Non sarebbe stato meglio chiudere tutto come a Codogno, soprattutto dopo l’allarme lanciato dall’Istituto Superiore della Sanità? Giammai, risponde – ovviamente – Bonometti.
«Per fortuna che non abbiamo fermato le attività essenziali, perché sennò i morti sarebbero aumentati. Le faccio un esempio: il problema dell’ossigeno, il problema delle aziende farmaceutiche, che stanno lavorando a pieno ritmo. Lo sbaglio è stato di non considerare nel codice Ateco anche le filiere dei servizi essenziali. Io ho sempre sostenuto che bisognava salvaguardare le vite umane e dall’altra parte salvaguardare la produzione essenziale, che permetteva di dare il sostentamento di salute e sicurezza ai cittadini. La verità è che buona parte di questa classe politica è incompetente. Basti pensare che per fare gli acquisti ci sono ancora le gare. Bisognava fare come prima cosa un commissario con pieni poteri».
Bonometti però conferma che i vertici della Regione Lombardia convocarono gli industriali per avere il loro parere sull’istituzione della zona rossa. Anche il presidente di Confindustria Bergamo, Stefano Scaglia, lo aveva detto, in un’intervista a L’Eco di Bergamo. Scaglia aveva raccontato che le istituzioni erano «profondamente divise» e che gli industriali si erano «limitati a fornire dati e informazioni perché i decisori potessero avere un quadro completo per decidere al meglio».
Bonometti va oltre. Le zone rosse non si potevano fare. Stop. Altro che elementi utili al quadro generale.

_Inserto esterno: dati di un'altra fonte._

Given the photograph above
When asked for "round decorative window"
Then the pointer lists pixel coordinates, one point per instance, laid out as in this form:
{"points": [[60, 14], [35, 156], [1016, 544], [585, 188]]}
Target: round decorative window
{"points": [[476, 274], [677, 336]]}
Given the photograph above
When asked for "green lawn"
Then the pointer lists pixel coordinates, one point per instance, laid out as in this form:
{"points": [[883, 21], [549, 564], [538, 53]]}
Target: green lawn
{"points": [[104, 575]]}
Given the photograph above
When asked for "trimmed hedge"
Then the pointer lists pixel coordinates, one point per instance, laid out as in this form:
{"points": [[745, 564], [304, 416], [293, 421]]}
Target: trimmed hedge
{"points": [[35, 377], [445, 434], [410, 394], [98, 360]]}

«Ci siamo confrontati, ma non si potevano fare zone rosse. Non si poteva fermare la produzione. Le faccio un esempio: se oggi la Dalmine non lavorasse, io ho insistito per tenerla aperta, le bombole per l’ossigeno non ci sarebbero. Ma le bombole per l’ossigeno sono una filiera che parte dall’acciaio, alla calandratura, dalla saldatura, alla meccanica. Per fortuna che sono rimaste aperte certe attività. Se non ci fossero state le imprese aperte con l’utilizzo e lo sfruttamento dell’ossigeno che diamo agli ospedali, la gente sarebbe morta».
Una zona rossa in Val Seriana, come accaduto a Codogno, sarebbe stata senza senso. Bonometti ammette che gli industriali erano contrari alla scelta.
«Noi eravamo contrari a fare una chiusura tout court così senza senso. Codogno è un paesino, capisce che non fa testo».
Codogno, gli fa notare l’intervistatrice, ha più abitanti di Alzano e Nembro, ma non la stessa densità di fabbriche e industrie.
«Appunto».
Dichiara Bonometti. Lasciando campo libero a mille interpretazioni. E forse rendendosene conto aggiunge:
«Però ora non farei il processo alle intenzioni, bisogna salvare il salvabile, altrimenti saremo morti prima e saremo morti dopo».